The sorry carriage The Shadow Tower offered took them longer to reach, but they were finally here. The castles they crossed in the nights were so many Sam kept losing count, but he recognized Castle Black the moment he saw it. “We made it, Gilly,” he said, waking her up from her sleep.
Castle Black had a seven-hundred feet wall of ice on its northern side, but its fortifications on the rear were embarrassingly scarce. It was because of this, as he reached closer, did Sam catch a silhouette of the giant beast against the enormous white façade. Its cold black eyes glistened through the night. They saw.

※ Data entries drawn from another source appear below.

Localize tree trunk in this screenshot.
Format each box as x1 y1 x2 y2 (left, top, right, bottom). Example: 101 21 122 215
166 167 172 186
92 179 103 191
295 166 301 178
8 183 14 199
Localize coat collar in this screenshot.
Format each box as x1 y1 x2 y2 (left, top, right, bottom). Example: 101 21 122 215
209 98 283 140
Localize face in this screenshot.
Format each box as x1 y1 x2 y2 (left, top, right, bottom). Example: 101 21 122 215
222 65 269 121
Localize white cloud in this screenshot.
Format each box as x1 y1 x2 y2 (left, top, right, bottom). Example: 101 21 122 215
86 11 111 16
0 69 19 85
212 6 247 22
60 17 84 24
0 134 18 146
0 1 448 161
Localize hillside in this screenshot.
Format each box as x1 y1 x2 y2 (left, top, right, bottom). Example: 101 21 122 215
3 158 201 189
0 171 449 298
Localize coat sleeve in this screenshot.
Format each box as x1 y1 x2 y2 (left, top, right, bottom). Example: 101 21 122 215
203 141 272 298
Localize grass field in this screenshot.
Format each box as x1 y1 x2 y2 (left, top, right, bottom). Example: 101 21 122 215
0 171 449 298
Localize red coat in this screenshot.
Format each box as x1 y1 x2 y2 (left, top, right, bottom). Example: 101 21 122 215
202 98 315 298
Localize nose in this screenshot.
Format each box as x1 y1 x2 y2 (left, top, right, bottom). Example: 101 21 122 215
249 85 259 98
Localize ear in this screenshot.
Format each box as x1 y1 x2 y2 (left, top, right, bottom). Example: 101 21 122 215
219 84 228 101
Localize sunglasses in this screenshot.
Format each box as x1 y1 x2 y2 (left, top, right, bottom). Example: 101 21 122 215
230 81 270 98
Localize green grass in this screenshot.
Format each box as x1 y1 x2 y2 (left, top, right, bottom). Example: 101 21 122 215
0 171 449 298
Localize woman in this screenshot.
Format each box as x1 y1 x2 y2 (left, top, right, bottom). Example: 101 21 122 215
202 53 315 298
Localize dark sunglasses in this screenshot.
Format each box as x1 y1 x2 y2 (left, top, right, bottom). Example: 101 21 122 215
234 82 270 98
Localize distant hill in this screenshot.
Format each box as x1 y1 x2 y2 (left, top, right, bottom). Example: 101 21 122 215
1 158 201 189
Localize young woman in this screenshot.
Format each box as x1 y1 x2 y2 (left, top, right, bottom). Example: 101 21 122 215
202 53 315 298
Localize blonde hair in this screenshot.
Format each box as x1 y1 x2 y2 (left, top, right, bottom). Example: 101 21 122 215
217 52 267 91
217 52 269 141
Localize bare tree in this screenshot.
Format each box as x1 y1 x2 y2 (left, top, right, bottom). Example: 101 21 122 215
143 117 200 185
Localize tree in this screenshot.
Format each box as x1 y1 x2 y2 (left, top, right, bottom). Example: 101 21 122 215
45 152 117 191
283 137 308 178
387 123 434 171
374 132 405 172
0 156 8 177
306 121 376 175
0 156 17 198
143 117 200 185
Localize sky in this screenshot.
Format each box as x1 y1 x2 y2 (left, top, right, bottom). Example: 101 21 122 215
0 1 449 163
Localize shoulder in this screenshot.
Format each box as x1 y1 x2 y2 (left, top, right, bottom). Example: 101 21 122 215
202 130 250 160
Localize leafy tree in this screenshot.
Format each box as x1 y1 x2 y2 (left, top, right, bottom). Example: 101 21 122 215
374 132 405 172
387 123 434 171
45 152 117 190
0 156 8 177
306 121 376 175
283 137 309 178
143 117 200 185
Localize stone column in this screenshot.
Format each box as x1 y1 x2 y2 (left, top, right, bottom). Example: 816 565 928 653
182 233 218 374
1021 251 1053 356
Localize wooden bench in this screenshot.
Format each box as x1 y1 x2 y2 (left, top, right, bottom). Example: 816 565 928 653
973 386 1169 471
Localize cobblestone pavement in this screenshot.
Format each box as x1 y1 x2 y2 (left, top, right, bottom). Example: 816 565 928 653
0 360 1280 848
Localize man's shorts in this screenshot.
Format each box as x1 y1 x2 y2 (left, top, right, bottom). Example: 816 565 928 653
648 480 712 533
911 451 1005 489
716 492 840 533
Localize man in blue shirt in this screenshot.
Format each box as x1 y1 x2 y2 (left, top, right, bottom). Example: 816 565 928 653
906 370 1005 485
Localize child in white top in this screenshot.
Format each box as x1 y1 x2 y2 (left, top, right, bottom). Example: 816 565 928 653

For a second, Sam was back in Oldtown, engrossed in Archmaester Marwyn’s The Book of Lost Books. One of his descriptions spoke of what he saw, what he thought he saw. The legendary eyes of pale blue crystal, and breath ice cold.
I am too late. The battle is already lost.
But before Samwell thought to flee, the dragon screeched in the air, to his intense relief, fire.
The momentary shower of lights alerted sentries to Samwell’s presence, and soon, a horn tooted in the night. Samwell’s relief was instantly replaced with a gush of curiosity and fear. Beside him, Gilly voiced what he was thinking, “A dragon… in Westeros?”
Then the massive doors opened, and there was Jon Snow.